Perché, dopo aver lanciato il nuovo Piano nazionale, che prevede un investimento di 325 milioni di euro, l’intervista a “Gente” ha suscitato un’ondata di reazioni molto “incavolate” da parte dei docenti, ai quali ha dato degli scolaretti che devono tornare sui banchi per imparare ad insegnare. Basta andare a guardare i commenti sulla pagina Facebook della nostra testata, per rendersi conto dell’indignazione generale: non abbiamo trovato una reazione positiva! Tutti i docenti intervenuti si ritengono, infatti, professionalmente offesi.
Cara ministra, i docenti sono dei professionisti. Per arrivare in cattedra hanno studiato anni e anni, per l’università, l’abilitazione, i concorsi (ultimamente fin troppo selettivi), hanno fatto la formazione per superare l’anno di prova. Meritano rispetto, soprattutto da chi occupa la poltrona di comando a viale Trastevere.

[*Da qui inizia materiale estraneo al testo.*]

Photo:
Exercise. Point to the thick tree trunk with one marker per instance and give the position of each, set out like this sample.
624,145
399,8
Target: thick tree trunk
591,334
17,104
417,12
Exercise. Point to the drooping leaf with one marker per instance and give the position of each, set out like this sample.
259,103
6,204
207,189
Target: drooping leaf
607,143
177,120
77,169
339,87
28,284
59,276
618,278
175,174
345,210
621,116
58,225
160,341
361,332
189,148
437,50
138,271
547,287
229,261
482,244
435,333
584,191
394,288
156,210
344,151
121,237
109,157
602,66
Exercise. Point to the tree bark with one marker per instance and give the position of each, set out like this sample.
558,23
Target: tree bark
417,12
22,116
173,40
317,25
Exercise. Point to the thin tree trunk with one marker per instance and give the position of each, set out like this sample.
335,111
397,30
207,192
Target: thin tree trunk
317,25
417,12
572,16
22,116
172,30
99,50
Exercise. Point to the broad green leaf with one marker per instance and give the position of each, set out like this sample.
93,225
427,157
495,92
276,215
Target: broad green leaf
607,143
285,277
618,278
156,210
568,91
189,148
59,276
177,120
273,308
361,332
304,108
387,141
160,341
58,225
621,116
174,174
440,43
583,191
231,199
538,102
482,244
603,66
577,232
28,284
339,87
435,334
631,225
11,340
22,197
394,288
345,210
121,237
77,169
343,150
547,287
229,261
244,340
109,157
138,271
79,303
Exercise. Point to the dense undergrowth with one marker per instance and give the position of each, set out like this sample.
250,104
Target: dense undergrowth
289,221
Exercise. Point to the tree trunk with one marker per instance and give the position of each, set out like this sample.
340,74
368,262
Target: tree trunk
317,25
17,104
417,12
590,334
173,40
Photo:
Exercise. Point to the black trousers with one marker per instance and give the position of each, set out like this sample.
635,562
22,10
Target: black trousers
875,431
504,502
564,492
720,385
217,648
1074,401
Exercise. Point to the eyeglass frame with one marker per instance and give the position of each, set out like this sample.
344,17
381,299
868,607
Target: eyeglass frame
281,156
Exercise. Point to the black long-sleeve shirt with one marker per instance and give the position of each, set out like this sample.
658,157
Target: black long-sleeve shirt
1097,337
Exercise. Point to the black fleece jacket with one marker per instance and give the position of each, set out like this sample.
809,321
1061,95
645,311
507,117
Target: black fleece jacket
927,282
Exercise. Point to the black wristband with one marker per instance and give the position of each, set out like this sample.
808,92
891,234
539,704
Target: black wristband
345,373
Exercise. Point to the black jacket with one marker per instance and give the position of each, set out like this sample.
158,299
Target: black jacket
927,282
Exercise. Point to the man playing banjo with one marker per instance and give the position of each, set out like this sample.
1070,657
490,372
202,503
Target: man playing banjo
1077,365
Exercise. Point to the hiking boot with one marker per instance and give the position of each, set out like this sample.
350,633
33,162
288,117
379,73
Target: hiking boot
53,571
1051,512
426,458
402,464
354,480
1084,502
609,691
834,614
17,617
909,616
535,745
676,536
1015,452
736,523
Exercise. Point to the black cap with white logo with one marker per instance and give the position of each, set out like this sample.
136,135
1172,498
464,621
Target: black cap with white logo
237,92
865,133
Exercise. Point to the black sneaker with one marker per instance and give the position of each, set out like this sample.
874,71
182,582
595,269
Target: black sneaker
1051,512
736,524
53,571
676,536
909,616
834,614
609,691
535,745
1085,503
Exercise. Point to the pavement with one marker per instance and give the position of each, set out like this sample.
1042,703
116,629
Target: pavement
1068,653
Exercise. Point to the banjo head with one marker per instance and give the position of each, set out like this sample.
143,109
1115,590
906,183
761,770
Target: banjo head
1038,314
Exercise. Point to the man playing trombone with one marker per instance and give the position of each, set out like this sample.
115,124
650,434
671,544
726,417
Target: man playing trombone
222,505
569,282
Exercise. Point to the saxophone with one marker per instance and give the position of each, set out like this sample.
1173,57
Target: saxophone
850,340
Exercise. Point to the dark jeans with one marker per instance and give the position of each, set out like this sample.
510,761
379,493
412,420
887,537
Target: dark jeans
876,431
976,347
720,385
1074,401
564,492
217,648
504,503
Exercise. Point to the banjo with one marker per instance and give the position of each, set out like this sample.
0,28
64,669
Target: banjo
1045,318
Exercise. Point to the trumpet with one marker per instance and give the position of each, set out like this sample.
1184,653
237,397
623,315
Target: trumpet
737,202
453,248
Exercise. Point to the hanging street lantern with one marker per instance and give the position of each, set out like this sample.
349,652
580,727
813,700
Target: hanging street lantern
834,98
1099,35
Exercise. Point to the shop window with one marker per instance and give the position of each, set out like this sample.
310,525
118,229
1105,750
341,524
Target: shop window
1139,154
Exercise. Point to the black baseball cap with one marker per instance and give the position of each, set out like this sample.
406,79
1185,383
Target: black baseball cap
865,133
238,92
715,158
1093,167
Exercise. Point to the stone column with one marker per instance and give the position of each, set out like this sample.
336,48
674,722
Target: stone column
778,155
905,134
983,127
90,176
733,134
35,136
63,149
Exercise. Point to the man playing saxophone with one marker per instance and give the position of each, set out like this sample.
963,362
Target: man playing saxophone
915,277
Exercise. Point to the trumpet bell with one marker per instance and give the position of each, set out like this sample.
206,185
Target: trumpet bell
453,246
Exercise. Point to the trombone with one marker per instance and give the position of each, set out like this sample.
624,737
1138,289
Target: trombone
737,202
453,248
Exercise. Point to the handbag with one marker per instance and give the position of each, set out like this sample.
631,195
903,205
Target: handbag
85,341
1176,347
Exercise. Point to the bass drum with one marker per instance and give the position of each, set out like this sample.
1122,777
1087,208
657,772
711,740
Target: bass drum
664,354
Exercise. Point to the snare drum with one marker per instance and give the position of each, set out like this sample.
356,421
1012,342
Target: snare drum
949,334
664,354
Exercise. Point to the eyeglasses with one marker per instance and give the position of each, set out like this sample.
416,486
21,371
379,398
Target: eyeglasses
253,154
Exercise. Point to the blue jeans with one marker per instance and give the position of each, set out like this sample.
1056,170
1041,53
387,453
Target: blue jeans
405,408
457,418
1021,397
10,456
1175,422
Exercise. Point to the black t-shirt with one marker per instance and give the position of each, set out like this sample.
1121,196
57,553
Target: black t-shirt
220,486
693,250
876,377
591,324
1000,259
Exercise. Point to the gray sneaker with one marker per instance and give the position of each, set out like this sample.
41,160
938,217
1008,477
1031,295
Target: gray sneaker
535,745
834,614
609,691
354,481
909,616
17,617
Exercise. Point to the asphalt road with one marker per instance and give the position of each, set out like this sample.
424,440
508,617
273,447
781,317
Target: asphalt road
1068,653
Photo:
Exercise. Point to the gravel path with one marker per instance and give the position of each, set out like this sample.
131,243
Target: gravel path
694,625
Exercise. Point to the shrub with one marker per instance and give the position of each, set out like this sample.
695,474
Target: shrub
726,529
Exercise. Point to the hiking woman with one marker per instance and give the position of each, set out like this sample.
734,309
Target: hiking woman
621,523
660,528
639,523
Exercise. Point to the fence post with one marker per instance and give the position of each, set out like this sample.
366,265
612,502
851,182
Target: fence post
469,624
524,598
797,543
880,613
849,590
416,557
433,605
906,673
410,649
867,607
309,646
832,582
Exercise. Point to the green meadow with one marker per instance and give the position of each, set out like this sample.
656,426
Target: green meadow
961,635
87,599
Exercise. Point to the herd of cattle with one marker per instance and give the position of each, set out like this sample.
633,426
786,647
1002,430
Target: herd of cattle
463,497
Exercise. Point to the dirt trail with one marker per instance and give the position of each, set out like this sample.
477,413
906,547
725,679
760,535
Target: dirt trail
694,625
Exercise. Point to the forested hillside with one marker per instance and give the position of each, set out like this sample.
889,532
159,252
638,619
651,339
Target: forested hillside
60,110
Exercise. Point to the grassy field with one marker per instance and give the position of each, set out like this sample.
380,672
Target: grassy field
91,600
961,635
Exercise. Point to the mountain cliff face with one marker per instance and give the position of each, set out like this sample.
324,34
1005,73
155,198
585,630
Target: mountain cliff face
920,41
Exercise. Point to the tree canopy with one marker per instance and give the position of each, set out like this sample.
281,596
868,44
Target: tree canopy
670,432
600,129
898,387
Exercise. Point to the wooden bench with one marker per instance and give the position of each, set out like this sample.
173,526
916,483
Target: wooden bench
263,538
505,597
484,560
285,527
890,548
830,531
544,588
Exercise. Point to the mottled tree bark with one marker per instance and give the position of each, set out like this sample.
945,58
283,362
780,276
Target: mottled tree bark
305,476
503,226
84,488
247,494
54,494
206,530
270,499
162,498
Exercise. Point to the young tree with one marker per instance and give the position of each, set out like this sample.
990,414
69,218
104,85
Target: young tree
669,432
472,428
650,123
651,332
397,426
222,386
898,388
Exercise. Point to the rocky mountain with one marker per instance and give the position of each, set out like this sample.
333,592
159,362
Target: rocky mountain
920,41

L’aggiornamento deve poi continuare per tutta la vita professionale: certamente, bene ha fatto il Governo ad investire. Ma non si poteva comunicare la nuova linea, senza scivolare nella provocazione?
La “rivoluzionaria opportunità” che il suo ministero “offre”, a partire da quest’anno scolastico, doveva essere presentata dicendo che “tutti i 750mila docenti italiani dovranno tornare sui banchi di scuola” come degli scolaretti? E bisognava aggiungere fastidiosamente che troppi docenti hanno metodi retrogradi e inadeguati?
Se un ministro non riesce a dire le cose in modo efficace e convincente, è come se i 325 miliardi di investimento per la formazione fossero stati buttati via. Si rischia di ritrovarci con uno sforzo di miglioramento che non porterà consenso, perché vanificato dalla comunicazione sbagliata. Un errore madornale ai tempi d’oggi.
Insomma, l’impressione è che a scuola di comunicazione non dovrebbero andare solo i docenti. E con ogni probabilità, ormai è troppo tardi per correggere il tiro.